After Sunday's solid re-election, he may start with the migrant crisis, which he believes is emblematic of the European Union's failure to stick with its founding principles of unity.

“When the Mediterranean turns into a watery grave, and the Aegean Sea is washing dead children up on its shores, the very concept of a united Europe is in crisis, as is European culture,” he told a campaign rally last week.

European unity, Tsipras reckons, was also sorely lacking when the EU began imposing harsh austerity on his country when it needed to be bailed out over debt.

But not unlike in the debt crisis, Tsipras must balance his outrage at what he sees as the European Union's failure to respond to the migrants with a need for its help in meeting the cost to frontline Greece.

And as over debt, the criticism goes both ways.

Most of the refugees who make their way to Europe arrive via Greece, which transports them from its islands to the mainland, from where they trek north via the Balkans. Croatia said on Monday it would demand Greece stop moving the migrants on.

Athens received 33 million euros ($37.2 million) in EU aid earlier this month to help cope with the migrants. But Nikos Christodoulakis, caretaker economy minister during the election campaign, said a lack of preparation meant Greece was missing out on up to 400 million euros in EU aid for the crisis.

Tsipras' first international meeting after re-election will be a Wednesday discussion in Brussels with his EU counterparts about the hundreds of thousands of refugees and migrants pouring into Europe, many via Greek islands that border Turkey.

Officials from his leftist SYRIZA party say he will ally again with other EU countries bordering the Mediterranean such as Italy and demand that the bloc shares the burden of dealing with hundreds of thousands of refugees.

“Member states (must) take and share the responsibility, that's where the rupture is,” a senior SYRIZA official said.

The European Commission wants a quota system among EU countries to take up the refugees, but many countries, notably Britain and those in eastern Europe, are opposed.

Greek landings

Of the record 430,000 refugees and migrants who have made the journey across the Mediterranean to Europe so far this year, 309,000 have arrived via Greece, according to the International Organization for Migration.

Athens has been accused of just letting them go without proper registration.

On Monday, Croatian Interior Minister Ranko Ostojic said it was “absolutely unacceptable to have Greece emptying its refugee camps” and sending people toward Croatia via Former Yugoslav Republic of Macedonia (FYROM) and Serbia.

But near-bankrupt Greece is ill-equipped to deal with the situation. Those of its islands which have borne the brunt of the arrivals have been easily swamped by the numbers: Athens has been forced to run a relay of three ships to the mainland from Lesvos.

The human cost – the “watery grave” to which Tsipras referred – is also on constant display.

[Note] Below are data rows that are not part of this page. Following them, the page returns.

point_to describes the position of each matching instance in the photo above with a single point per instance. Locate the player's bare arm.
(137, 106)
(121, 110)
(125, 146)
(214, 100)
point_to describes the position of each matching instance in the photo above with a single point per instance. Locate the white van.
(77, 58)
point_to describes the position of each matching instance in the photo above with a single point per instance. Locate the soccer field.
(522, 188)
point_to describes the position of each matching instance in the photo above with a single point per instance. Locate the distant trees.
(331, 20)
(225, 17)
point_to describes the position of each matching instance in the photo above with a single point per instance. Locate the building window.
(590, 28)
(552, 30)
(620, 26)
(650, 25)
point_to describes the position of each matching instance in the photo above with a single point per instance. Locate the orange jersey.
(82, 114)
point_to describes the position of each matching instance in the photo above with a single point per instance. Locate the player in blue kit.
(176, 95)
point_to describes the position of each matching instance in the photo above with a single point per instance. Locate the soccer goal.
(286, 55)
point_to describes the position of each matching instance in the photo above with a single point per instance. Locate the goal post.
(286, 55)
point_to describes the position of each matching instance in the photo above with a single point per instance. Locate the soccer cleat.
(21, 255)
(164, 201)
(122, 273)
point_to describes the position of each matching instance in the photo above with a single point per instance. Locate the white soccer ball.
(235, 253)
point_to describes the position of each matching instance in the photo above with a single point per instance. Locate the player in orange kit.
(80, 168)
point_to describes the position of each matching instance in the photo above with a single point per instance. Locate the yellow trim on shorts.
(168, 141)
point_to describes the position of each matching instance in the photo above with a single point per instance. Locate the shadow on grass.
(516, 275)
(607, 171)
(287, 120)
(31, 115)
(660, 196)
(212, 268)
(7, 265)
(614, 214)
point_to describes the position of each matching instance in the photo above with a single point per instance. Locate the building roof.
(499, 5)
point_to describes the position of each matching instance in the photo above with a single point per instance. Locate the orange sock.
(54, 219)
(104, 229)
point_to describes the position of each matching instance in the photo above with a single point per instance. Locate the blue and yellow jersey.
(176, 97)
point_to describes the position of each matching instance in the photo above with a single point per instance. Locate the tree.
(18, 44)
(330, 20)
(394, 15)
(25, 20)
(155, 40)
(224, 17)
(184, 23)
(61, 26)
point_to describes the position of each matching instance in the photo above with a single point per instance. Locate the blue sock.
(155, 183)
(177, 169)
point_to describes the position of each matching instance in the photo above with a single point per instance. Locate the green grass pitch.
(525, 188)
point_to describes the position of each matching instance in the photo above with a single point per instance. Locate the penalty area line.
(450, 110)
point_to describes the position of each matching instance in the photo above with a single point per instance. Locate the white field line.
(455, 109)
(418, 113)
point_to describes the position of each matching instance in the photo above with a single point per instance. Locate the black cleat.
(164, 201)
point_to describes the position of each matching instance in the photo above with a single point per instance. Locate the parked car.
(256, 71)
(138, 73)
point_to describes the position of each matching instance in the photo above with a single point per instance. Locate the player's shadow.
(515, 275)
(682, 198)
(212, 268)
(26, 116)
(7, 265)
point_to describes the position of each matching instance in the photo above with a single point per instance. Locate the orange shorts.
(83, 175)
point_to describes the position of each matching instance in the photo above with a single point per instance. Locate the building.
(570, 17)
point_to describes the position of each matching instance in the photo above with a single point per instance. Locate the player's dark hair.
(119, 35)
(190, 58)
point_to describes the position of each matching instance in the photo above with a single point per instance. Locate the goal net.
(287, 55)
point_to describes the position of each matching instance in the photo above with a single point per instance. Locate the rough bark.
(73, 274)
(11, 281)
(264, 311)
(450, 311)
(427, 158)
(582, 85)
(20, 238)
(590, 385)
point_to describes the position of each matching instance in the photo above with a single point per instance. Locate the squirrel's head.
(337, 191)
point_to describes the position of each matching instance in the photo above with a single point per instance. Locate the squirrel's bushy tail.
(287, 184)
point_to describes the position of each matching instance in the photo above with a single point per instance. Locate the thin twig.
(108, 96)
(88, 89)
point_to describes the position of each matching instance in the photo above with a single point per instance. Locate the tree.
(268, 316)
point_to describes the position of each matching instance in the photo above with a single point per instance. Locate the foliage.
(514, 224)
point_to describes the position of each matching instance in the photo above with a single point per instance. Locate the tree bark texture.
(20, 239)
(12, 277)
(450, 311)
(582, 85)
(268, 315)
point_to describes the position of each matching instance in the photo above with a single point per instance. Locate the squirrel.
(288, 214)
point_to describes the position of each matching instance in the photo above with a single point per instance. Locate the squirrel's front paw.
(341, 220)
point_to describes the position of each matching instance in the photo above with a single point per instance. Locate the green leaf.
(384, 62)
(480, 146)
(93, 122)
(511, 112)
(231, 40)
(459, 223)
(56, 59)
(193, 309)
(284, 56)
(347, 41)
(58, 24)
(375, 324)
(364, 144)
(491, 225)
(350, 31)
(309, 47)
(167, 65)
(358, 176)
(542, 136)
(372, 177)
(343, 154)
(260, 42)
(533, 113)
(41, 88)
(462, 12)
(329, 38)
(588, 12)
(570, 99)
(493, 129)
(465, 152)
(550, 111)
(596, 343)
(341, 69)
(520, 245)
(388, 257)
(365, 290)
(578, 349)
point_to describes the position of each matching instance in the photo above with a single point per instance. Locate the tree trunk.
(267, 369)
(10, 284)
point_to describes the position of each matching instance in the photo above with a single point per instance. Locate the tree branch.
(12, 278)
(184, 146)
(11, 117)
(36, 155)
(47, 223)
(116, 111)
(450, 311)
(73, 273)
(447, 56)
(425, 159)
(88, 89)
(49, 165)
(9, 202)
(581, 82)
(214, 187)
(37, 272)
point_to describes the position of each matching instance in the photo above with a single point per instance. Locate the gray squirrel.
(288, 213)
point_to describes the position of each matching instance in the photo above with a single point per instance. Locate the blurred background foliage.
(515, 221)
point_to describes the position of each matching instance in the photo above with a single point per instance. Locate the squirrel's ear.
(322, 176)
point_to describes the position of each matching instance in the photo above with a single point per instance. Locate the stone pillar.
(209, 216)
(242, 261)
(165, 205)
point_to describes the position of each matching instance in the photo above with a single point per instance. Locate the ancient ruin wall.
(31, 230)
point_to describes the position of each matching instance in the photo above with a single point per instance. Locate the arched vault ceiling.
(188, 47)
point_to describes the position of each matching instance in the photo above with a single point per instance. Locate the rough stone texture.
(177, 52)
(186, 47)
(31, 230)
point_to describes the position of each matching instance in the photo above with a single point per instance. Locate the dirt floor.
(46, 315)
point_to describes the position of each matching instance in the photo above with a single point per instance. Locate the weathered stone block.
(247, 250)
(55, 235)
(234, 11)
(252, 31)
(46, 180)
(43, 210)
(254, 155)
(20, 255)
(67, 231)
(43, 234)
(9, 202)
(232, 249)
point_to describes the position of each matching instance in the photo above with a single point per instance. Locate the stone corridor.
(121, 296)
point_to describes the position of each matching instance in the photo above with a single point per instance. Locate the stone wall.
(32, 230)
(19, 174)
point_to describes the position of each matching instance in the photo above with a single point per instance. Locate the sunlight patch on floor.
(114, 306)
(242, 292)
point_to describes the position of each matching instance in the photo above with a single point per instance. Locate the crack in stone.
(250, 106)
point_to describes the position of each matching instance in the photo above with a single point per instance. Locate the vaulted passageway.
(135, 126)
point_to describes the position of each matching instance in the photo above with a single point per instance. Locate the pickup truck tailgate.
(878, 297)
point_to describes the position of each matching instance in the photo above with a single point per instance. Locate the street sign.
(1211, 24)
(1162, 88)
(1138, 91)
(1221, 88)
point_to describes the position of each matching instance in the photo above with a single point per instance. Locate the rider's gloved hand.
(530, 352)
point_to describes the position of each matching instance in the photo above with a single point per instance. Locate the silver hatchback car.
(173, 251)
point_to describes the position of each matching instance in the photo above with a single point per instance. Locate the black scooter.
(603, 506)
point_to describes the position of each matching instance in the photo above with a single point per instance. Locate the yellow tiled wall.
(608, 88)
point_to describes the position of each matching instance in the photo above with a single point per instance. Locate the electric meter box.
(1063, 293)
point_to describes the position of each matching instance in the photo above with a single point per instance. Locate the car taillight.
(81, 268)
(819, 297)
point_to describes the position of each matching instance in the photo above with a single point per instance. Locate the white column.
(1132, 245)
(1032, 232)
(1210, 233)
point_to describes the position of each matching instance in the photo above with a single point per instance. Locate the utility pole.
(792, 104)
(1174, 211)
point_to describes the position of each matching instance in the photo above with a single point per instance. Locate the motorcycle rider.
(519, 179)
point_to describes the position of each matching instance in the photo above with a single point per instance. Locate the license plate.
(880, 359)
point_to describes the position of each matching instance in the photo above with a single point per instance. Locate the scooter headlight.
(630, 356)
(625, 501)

Over the past weekend alone, 13 migrants died in Turkish waters trying to reach Lesvos when a boat carrying 46 people collided with a dry cargo vessel and capsized.

Six of those killed were children and 20 others were rescued, according to a Turkish coastguard source.

A girl believed to be five years died on Saturday and 13 other migrants were feared lost overboard after their boat sank in choppy seas off Lesvos.